De la même façon, il semble bien naïf de voir dans les prises de position du nouveau président un appel à l’isolationnisme. Donald Trump paraît surtout avoir une vive conscience du lien premier existant entre la solidité intérieure d’une nation aux plans économique et social, et sa capacité à projeter la puissance et l’influence américaines à l’extérieur. La puissance marche sur deux pieds. Cette volonté de recentrage sur « l’America first » via une politique de grands travaux notamment est somme toute très saine. Nous pourrions nous en inspirer… La société américaine divisée, fracturée, doit d’abord se consolider plutôt que de se perdre dans des engagements extérieurs dispendieux et infructueux ? Du bon sens, encore une fois. Cela ne veut nullement dire qu’elle se retire des affaires du monde, mais qu’elle entend les traiter de manière pragmatique et sur la base de la multipolarité de fait du nouveau monde. « Nation indispensable » toujours sans doute, du moins à ses propres yeux, mais pas forcément aux dépens de tous.

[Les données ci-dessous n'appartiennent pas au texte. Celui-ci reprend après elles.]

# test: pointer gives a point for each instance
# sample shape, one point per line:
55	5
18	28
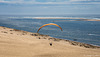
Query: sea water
80	31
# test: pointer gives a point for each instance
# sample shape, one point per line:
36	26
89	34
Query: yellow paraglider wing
49	24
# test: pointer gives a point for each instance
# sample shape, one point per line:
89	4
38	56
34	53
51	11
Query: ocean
80	31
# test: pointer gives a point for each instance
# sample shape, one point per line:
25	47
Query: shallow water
81	31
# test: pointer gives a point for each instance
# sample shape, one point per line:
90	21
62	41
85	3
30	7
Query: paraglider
49	24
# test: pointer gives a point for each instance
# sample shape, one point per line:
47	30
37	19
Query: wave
94	34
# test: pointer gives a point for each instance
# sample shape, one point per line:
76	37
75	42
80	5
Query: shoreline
75	43
18	43
76	19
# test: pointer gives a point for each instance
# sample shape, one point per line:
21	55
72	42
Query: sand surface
16	43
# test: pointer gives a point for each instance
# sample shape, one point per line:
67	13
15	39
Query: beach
17	43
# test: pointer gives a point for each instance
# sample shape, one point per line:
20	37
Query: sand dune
16	43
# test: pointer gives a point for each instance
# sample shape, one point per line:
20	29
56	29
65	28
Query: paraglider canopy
49	24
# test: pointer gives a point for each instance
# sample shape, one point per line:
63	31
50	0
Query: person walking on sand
50	44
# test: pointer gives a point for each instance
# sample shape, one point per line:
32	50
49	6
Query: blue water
84	31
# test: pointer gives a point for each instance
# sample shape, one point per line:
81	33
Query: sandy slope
15	43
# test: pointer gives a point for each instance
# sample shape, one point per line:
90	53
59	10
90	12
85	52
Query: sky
49	7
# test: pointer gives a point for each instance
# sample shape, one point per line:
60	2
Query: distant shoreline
56	39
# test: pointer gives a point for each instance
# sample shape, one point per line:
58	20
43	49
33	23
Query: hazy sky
49	7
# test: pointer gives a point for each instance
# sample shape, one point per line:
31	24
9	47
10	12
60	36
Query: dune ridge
18	43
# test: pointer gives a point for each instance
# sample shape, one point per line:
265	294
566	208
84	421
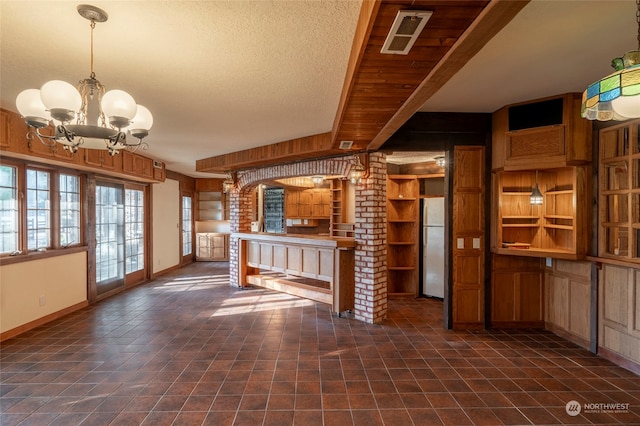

Quitter le monde des Bisounours
Alors, que risque-t-on en fait, à explorer, avec ce nouveau président américain, les possibilités d’un tel rééquilibrage ? Que risque-t-on à lui faire confiance ? De toute façon, notre monde se noie et l’Occident est à la manœuvre de ce naufrage. Il est urgentissime de « faire du neuf », d’innover au plan stratégique, de revenir au réalisme pragmatique aussi. Comment ne pas voir que l’ingérence occidentale ethnocentrique et l’exercice du devoir autoproclamé de « protection des populations » sont en échec patent et font beaucoup, beaucoup de morts depuis bientôt 30 ans ! il faut enfin quitter le monde des Bisounours, en finir avec des utopies mortelles pour nous et les autres, et engager une révolution stratégique française et européenne.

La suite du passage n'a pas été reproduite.